Alors que les éléphans et les mastodontes erraient dans les plaines de la Picardie, alors que les hippopotames ou quelques espèces analogues peuplaient la Somme et l’Oise, il faut bien admettre que le climat était tout différent. Les forêts qu’habitaient ces animaux antédiluviens n’étaient pas non plus composées de nos chênes et de nos hêtres. La température était plus chaude et donnait à toutes les productions, tant animales que végétales, un caractère autre que celui des terres présentement situées au nord de Paris. On peut en conclure que la race des hommes qui fut contemporaine de ces animaux, de ces plantes et de ce sol, avait aussi son empreinte spéciale. Virgile, se laissant ravir aux douceurs du printemps, s’est écrié en des vers magnifiques :

Non alios prima nascentis origine mundi
Illuxisse dies aliumve habuisse tenorem
Crediderim ; ver illud erat, ver magnus agebat
Orbis.....


Dans son intuition poétique, il lui a semblé qu’à l’origine du monde naissant, la sérénité d’un printemps éternel planait sur la terre, et y favorisait l’engendrement des créatures vivantes.
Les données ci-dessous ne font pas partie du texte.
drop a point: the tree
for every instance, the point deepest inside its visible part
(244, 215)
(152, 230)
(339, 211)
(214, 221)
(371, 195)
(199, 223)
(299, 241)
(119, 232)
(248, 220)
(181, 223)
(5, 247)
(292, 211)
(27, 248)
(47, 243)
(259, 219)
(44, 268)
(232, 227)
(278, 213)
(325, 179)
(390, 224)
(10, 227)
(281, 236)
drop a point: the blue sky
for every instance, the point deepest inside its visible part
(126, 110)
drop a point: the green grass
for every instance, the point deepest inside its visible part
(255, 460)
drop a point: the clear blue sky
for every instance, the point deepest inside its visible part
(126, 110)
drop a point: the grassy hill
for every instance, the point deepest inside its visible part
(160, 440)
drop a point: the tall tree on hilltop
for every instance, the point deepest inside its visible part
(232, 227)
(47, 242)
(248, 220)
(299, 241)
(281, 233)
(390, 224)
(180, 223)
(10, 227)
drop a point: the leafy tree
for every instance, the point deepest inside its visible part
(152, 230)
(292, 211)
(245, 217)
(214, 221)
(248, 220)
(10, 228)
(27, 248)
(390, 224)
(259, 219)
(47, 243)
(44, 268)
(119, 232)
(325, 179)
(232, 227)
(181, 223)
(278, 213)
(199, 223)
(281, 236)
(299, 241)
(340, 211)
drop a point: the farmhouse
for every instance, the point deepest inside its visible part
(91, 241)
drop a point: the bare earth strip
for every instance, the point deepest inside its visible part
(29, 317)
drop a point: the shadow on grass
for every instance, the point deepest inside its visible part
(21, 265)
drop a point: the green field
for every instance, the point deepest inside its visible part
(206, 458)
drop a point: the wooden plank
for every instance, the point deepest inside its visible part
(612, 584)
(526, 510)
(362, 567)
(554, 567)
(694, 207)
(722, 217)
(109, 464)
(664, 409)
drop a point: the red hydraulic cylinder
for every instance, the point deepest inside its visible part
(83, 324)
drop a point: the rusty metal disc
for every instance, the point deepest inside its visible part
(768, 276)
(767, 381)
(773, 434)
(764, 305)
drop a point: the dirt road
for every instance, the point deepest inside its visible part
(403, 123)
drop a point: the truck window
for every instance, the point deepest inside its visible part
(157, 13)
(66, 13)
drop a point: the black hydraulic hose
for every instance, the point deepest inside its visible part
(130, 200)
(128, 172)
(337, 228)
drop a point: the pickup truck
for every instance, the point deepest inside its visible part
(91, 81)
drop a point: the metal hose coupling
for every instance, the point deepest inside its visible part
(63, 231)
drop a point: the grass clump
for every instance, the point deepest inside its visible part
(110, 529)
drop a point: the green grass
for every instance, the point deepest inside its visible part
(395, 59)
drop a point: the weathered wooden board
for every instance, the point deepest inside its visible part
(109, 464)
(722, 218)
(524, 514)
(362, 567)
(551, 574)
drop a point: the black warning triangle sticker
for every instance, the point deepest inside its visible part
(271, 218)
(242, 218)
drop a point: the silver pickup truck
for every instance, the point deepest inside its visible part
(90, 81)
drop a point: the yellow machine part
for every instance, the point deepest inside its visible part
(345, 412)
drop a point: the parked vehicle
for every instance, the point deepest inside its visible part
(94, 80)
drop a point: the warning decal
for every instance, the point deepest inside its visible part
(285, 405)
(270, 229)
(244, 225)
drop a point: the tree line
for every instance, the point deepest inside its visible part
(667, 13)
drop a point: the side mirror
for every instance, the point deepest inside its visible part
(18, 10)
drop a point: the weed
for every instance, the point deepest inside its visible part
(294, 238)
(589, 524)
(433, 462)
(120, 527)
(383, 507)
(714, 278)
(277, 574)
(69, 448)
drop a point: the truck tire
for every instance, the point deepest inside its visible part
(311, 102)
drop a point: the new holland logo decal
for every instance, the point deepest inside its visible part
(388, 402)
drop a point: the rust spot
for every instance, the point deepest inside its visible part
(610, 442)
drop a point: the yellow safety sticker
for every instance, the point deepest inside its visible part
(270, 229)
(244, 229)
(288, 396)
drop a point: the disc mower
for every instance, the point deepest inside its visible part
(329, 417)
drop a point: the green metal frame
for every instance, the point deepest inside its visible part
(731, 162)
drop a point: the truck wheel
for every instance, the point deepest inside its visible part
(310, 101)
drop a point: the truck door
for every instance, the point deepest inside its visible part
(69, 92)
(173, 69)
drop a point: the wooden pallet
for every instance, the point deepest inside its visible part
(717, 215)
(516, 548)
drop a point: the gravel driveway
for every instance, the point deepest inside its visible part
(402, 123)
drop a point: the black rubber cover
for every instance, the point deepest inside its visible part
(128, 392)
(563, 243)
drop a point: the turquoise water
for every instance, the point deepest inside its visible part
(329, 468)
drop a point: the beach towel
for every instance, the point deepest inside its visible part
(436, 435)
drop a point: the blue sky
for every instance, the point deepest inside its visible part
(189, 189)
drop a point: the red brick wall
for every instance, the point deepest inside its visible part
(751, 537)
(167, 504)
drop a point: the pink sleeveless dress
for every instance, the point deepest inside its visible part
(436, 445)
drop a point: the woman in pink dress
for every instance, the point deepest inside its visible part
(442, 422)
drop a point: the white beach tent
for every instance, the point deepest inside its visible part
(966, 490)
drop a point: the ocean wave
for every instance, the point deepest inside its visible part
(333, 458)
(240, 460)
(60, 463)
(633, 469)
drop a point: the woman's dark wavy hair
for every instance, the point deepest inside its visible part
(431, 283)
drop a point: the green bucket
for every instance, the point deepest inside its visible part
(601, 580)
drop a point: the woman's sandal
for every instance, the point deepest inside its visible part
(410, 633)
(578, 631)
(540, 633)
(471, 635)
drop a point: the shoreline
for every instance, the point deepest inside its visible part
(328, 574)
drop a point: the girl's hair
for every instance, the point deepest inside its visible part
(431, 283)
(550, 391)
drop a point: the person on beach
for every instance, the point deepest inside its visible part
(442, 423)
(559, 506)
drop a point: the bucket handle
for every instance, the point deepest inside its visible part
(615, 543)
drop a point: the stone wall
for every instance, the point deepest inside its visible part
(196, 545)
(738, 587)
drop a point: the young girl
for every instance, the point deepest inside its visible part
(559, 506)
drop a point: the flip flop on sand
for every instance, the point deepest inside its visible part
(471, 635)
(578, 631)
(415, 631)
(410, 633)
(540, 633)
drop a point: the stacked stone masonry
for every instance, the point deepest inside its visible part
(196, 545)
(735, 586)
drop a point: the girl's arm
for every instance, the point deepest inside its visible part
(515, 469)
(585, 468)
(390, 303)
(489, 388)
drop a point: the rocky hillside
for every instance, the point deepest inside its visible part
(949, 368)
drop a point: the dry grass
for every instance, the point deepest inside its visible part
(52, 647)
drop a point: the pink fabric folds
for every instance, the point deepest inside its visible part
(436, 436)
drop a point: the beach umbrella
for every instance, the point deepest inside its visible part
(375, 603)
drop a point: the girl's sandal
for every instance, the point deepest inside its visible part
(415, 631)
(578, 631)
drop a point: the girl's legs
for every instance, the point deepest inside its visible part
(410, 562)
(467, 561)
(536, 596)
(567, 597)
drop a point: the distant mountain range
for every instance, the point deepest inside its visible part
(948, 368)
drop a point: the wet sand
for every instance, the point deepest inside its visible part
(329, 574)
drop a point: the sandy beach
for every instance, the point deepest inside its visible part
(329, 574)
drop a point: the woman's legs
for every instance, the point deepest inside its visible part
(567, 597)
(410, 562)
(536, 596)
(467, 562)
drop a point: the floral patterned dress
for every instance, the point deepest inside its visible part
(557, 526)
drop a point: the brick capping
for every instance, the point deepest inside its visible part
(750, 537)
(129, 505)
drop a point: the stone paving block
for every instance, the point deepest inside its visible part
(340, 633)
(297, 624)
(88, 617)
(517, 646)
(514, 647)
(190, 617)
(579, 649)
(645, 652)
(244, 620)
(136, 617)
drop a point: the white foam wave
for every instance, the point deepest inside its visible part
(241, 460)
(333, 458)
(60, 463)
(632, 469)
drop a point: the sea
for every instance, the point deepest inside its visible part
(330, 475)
Certes on admirera cette vision vague et confuse de la réalité des choses ; Virgile ne s’était pas trompé tout à fait : un printemps planait sur le globe terrestre, si l’on donne le nom de printemps à une température plus élevée et plus constante que celle qui est notre partage. Pourtant, au milieu de cette chaleur abondante et de cette vie qui faisait explosion d’époque en époque sur les terrains géologiques, on remarquera ceci : à mesure que la température devenait moins uniforme, à mesure aussi apparaissaient des races d’animaux plus parfaites.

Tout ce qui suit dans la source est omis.